Barry Rice is an astronomy professor at Sierra Collage in Rocklin, California. He's also a passionate botanist with a penchant for carnivorous plants and maintains a fascinating FAQ on the topic. Along with dozens of questions about the lifecycles of carnivorous plants, their digestive processes, and where to acquire them, Rice poses one particularly provocative question: "Can Venus flytraps digest human flesh?"
Being a scientist, Rice conducted an experiment to find out. At the time, he was suffering from athlete's foot that resulted in chunks of his skin peeling off. Guess what happened next.
From Sarracenia.com:
I thought about my Venus flytraps. (You can start squirming now.) Could they digest diseased human flesh? If so, this would mean that if a person were trapped by an adequately large (giant, special-effects-monster-movie size) Venus flytrap, he or she could be digested. I figured this would be unlikely because surely the skin would be able to resist the puny enzymes from the plant. But here was a chance to prove it.
Of course, what is the point of doing an experiment without documenting it? So I carefully selected four sizable chunks of skin (heh heh heh!) and scanned them on my flat-bed scanner (more squirming). Then, I fed them to four different Venus flytraps (#1: typical plant; #2: 'Justina Davis'; #3: 'Dentate Traps'; #4: 'Red Piranha'). Just in case the plants would not like the skin or would not go through the normal digestion process, I included small earwigs with the skin-chunk sacrifices for plants #2 and #3[…]

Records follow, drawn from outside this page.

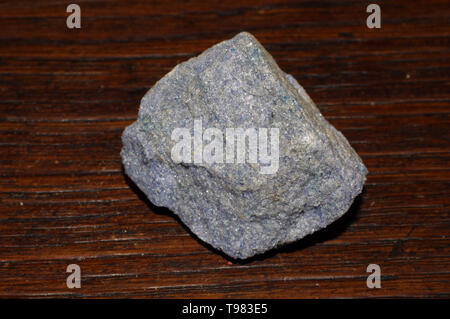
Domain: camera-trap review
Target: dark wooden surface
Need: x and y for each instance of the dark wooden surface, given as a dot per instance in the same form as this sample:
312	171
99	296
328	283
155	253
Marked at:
66	95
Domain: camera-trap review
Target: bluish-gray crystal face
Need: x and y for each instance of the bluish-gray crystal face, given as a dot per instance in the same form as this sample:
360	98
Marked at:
235	206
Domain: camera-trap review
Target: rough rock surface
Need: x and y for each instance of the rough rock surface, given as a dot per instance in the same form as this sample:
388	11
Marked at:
234	207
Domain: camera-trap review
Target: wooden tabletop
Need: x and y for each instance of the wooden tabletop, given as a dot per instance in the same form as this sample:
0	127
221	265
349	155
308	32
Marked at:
67	94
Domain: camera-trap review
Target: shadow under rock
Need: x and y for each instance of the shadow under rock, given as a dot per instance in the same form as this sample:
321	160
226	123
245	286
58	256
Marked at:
330	232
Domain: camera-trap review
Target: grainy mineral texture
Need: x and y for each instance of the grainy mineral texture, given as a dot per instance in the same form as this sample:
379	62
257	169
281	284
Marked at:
238	207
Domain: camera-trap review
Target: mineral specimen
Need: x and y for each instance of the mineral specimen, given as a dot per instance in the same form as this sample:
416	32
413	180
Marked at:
201	147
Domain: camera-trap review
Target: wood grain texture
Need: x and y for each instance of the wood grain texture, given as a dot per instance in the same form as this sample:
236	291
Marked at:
66	96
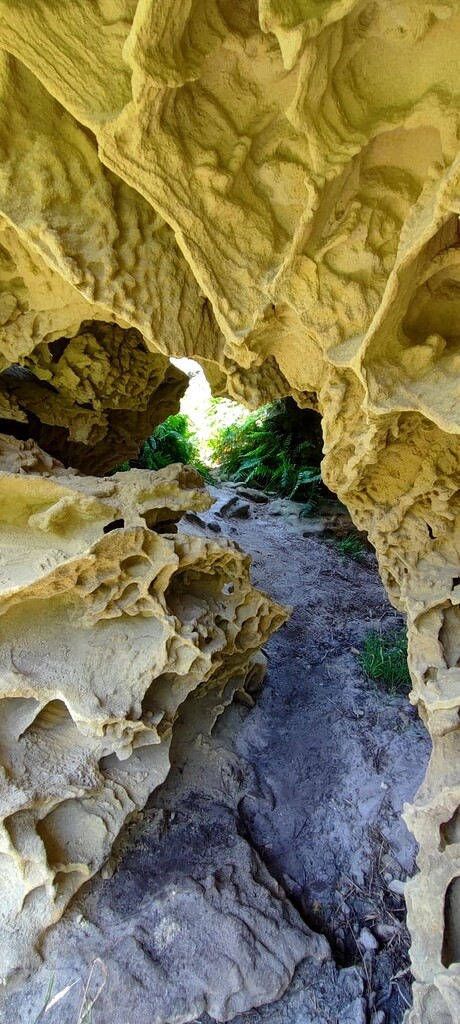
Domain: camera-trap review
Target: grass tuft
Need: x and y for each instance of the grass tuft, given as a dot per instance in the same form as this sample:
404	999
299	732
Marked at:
384	657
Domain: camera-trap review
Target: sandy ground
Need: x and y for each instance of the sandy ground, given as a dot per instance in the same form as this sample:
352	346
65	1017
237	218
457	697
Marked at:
301	795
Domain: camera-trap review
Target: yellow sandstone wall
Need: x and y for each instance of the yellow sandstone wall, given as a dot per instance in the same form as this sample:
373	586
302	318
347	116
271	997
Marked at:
274	188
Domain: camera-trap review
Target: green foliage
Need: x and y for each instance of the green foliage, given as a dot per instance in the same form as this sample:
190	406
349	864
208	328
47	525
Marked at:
384	657
171	441
267	450
350	547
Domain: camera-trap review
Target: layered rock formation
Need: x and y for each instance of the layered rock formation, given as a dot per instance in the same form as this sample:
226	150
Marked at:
272	187
107	626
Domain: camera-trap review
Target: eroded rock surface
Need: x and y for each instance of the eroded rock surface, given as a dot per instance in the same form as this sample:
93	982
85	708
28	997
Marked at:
274	188
107	626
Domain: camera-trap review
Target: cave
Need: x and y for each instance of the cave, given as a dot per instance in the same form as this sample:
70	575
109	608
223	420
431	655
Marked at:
270	188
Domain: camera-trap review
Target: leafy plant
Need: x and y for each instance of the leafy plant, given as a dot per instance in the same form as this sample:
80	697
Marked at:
350	547
384	657
171	441
269	450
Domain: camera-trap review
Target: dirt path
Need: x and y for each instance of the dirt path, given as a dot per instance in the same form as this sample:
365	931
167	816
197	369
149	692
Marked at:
305	790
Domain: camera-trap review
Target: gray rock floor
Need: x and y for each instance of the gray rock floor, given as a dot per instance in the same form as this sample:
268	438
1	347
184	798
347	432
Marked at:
266	871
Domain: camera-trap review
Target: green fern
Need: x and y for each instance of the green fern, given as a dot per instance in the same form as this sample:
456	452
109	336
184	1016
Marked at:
171	441
269	450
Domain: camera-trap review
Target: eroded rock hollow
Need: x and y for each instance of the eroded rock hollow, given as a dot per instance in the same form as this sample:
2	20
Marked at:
273	188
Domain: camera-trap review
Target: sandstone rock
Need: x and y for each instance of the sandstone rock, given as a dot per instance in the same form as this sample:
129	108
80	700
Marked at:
105	632
273	188
254	496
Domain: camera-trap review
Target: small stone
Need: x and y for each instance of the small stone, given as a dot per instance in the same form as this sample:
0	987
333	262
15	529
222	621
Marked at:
385	932
239	511
396	886
367	940
195	518
356	1013
254	496
312	527
225	508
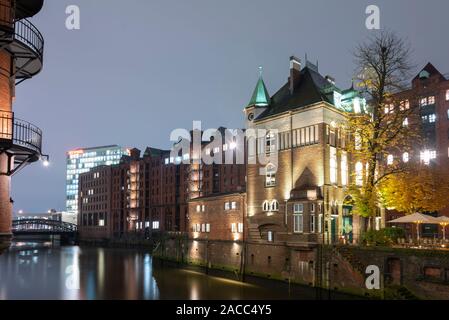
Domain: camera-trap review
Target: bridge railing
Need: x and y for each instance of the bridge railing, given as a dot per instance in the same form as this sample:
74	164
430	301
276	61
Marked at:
43	225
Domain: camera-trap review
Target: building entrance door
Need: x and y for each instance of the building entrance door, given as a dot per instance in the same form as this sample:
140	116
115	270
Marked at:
347	224
334	229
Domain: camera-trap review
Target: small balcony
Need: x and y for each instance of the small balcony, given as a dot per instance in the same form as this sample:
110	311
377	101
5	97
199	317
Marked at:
23	41
20	140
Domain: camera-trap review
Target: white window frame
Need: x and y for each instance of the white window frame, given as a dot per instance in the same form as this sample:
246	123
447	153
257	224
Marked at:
312	223
270	175
266	206
270	236
298	223
274	206
333	165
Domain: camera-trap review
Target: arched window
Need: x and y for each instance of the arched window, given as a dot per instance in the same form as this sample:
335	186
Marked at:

After a week, the traps opened. I had predicted the skin chunks would be relatively inert and unaffected. After all, these were hard, crusty chunks of skin from the sole of my diseased feet. Surely the Venus flytraps would have no effect upon them.
Was I ever wrong! The skin chunks were almost completely digested. Worse, what was left no longer had much cohesion, but was gooey and slimy, like little boogers. Uck! Uck! Uck! And what is with the weird hue shift to bacon color?? Uck! Uck! Uck! Iä! Iä!